Children Leading the Way

Children Leading the Way


Ross Etheridge sat in his driveway, honking the horn. “Chop, chop Bozos! In the car or you’re toast!”  

His wife appeared, softly steering their children to the car. 

“Liz, come on! I asked you to have the children ready!”

Thomas and Lilly fumbled with their seat belts. Liz came over and helped them. She patted her children’s soft hair.

“Ross, please try to slow down. The children love being with you. Life isn’t a race, even if you are going to the running track.”

“Try to get the laundry done while we’re gone. I’ll need a clean shirt when we get back.”

“Bye, Mommy. Thanks for helping with the kitten puzzle,“ Thomas called. 

“Mommy, you look beautiful!” Lilly said strongly. 

Liz blew them kisses as they drove away.

Ross looked at his kids in the rearview mirror. “I want real running today, guys. No lazy stuff. Got it?”

“Daddy, we’ll see. We’re not in the Olympics,” Lilly replied. “Kids run when they feel like it.”

“Why do we have to run?” Thomas asked. “We like looking at stuff. We miss things when we’re running. There are blue flowers by the track we found with Mommy. We can pick some for her.”  

Ross swerved into a tight parking spot and stopped. “All out!”

Opening Thomas’ door, Ross looked closely at his children. They weren’t moving. “What’s the hold up?”

“Daddy, why do we have to hurry?” asked Thomas.

Lilly joined in. “You drive too fast, you want everyone to rush, you want us to run. All we want is to have everything just be slowed down. You’re crabby too. You are not the boss of the whole world!”

Ross stared at Lilly in amazement.

“We like walking. We always walk with Mommy. That’s how we found that dime and the pretty rock we gave you,” Lilly continued.

Thomas added, “Daddy you might like it. Maybe we’ll find raspberries. And we can pick a big bunch of flowers for Mommy if you help us.”
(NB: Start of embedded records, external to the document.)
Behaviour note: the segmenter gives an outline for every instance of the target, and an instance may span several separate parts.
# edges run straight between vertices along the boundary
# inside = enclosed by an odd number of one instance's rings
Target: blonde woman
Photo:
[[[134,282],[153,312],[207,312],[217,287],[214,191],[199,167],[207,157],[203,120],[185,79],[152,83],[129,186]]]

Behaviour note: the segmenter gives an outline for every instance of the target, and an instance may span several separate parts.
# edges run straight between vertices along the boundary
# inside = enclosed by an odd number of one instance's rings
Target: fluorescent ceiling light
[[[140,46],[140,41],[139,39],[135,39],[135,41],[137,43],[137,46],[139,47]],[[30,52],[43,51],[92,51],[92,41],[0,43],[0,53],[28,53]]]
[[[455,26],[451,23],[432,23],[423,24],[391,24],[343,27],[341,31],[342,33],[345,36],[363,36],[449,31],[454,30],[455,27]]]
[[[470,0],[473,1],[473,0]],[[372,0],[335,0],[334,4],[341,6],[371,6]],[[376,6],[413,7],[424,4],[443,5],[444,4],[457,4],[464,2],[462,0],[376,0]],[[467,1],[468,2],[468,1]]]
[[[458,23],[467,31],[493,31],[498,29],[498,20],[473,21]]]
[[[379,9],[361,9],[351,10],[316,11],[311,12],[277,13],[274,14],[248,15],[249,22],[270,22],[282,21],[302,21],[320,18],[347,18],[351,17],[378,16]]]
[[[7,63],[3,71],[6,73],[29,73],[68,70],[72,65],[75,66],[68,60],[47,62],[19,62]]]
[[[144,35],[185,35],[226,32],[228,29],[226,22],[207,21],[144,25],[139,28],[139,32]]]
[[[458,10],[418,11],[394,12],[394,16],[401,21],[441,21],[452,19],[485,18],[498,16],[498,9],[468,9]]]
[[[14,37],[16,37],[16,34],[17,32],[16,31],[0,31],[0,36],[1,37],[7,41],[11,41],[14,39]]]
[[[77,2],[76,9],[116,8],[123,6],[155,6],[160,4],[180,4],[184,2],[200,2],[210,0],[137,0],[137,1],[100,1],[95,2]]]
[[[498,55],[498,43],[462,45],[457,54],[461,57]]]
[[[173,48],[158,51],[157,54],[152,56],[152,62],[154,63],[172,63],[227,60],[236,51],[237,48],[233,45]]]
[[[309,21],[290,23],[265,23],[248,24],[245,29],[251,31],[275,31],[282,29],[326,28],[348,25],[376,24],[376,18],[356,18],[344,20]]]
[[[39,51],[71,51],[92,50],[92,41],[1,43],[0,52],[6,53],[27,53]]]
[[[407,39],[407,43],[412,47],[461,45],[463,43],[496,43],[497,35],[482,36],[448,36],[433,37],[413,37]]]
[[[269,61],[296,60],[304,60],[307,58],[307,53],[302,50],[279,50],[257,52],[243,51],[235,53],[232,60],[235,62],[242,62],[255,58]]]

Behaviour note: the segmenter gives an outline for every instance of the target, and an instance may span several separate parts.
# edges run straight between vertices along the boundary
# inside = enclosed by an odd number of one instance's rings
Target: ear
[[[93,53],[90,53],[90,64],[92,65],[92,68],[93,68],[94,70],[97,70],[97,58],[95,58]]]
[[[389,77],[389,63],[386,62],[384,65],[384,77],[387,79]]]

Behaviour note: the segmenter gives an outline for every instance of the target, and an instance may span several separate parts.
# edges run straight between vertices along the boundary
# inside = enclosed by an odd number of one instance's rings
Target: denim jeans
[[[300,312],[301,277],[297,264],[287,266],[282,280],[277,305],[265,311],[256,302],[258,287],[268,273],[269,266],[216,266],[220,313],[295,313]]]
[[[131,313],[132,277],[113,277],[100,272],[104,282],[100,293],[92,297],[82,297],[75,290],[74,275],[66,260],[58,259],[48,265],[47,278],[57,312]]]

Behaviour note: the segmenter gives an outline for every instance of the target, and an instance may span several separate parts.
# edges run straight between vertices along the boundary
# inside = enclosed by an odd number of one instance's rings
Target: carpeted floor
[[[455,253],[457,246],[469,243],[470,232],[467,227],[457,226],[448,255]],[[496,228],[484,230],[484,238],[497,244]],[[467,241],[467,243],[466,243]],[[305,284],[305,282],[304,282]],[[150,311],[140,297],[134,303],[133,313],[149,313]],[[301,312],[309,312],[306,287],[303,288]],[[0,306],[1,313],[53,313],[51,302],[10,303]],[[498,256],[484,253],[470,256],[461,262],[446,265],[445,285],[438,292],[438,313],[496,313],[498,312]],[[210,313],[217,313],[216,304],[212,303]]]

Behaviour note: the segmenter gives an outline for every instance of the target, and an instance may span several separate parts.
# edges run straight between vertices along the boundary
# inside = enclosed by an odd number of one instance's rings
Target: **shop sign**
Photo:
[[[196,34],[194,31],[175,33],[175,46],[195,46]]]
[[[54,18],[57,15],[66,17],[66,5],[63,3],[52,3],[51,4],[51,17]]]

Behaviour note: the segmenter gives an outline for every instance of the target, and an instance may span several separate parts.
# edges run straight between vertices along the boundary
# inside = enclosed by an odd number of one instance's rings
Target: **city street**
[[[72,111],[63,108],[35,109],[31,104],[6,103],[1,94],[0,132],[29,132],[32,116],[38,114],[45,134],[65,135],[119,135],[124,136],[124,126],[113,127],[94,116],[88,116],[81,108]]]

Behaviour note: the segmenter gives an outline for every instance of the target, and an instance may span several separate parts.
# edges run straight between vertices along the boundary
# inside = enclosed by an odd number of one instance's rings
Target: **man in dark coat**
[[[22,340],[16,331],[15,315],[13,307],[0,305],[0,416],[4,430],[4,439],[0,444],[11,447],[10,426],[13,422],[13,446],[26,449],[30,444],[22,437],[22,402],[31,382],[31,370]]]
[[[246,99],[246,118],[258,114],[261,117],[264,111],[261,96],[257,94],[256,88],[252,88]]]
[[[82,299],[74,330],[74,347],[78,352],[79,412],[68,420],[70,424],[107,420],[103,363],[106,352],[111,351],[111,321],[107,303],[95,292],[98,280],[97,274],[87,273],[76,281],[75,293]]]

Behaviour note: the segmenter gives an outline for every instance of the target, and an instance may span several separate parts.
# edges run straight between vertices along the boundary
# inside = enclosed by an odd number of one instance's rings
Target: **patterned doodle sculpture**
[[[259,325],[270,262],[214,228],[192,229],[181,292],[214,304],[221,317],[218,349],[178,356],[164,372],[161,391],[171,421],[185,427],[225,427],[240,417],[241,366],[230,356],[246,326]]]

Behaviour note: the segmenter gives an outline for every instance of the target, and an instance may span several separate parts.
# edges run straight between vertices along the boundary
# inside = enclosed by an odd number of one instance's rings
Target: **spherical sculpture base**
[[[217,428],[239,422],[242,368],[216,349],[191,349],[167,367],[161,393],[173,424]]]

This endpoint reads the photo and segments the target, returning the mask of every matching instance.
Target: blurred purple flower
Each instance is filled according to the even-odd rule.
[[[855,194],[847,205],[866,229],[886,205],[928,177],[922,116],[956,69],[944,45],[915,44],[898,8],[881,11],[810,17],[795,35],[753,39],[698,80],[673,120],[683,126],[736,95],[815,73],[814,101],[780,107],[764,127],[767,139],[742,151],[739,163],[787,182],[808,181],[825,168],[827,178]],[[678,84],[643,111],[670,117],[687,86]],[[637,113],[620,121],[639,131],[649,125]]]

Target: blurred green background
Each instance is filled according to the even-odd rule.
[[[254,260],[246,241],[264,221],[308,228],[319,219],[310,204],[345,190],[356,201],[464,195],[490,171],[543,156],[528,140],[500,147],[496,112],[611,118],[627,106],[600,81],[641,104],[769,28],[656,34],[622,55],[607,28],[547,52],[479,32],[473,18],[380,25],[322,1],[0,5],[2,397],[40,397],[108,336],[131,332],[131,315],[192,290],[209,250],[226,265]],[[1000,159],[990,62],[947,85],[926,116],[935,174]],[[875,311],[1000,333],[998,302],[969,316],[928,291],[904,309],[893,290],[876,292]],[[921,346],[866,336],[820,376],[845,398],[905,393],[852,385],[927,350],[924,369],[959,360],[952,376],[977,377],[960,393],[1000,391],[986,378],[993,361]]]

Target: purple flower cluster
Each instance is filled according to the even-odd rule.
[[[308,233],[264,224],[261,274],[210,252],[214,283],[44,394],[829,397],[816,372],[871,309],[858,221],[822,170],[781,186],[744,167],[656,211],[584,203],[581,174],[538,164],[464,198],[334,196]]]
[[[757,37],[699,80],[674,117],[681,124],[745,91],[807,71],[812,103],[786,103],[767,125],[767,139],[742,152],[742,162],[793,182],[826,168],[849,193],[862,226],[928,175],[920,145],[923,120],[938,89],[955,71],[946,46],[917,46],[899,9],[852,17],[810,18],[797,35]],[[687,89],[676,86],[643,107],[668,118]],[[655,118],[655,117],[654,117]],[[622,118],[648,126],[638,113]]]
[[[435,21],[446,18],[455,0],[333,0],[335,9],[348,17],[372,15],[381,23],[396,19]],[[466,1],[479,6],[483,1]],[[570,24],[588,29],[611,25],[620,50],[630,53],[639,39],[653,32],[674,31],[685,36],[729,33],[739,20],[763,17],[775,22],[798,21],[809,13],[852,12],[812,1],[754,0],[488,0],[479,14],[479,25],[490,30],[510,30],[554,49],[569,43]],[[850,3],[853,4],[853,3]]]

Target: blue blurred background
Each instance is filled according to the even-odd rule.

Ross just looked at the children for a moment. Then he helped Thomas get out of his car seat. Lilly got out of the car, too. “Okay, let’s try it,” he said. “You lead me.”

Holding his children’s hands for what seemed like the first time, Ross let the children set the pace. He sat in the sun on the wide stone steps while they explored. Lilly bent down, and then called to him, “Daddy, the little blue flowers!”

Ross went over and knelt down. Together they picked a lovely bouquet.  

“Smell them, Daddy,” Lilly told him. “Don’t they smell good?”

“They do, Lilly.”

“Mommy will just love them.” Thomas was beaming.

“She really will,” Ross answered softly. He was surprised at how calm he felt.

Thomas found raspberries, which they ate on the spot. “Delicious!”

“Should we stop at the bakery on our way home?” Ross asked with a little smile.

“Yes!! Let’s!” They were jumping up and down and grabbing at his hands.

As they made their way back to the car, Ross wondered why he was always rushing. He knew now it clearly didn’t agree with his family. “Slow down and smell the flowers,” Ross thought to himself.

They got into the car quickly. The seat belts were on before Ross put the car into reverse.   Catching sight of the children’s happy faces in the rear view mirror, he smiled. 

They found a parking space right in front of Mary’s Bakery. “Hi, kids. Hi, Ross. You’re all smiles today!”

“Thanks Mary. My little friends are helping me, I guess.”

“Hi Mary. Can we get that bread Mommy likes?”

Mary put Liz’s favorite flax seed bread in a bag. “Anything else?”

“Get something for yourselves. What will it be?” Ross asked.

They pointed at the large chocolate chip cookies. 

“We’ll take four of those, Mary.” Ross said. “They’ll be our dessert.”

The children were so delighted.

Ross didn’t speed on the way home. He pulled into the driveway and the children flew out of the car. 

“Mommy, Daddy bought you your favorite bread, and cookies for all of us! We all picked the flowers and we didn’t rush!”

Liz looked at her husband and she saw the person she had been missing very much. He was smiling, and for a change, relaxed.

“Wonderful!” she smiled. “Let’s wash our hands and have lunch so we can get to those cookies.”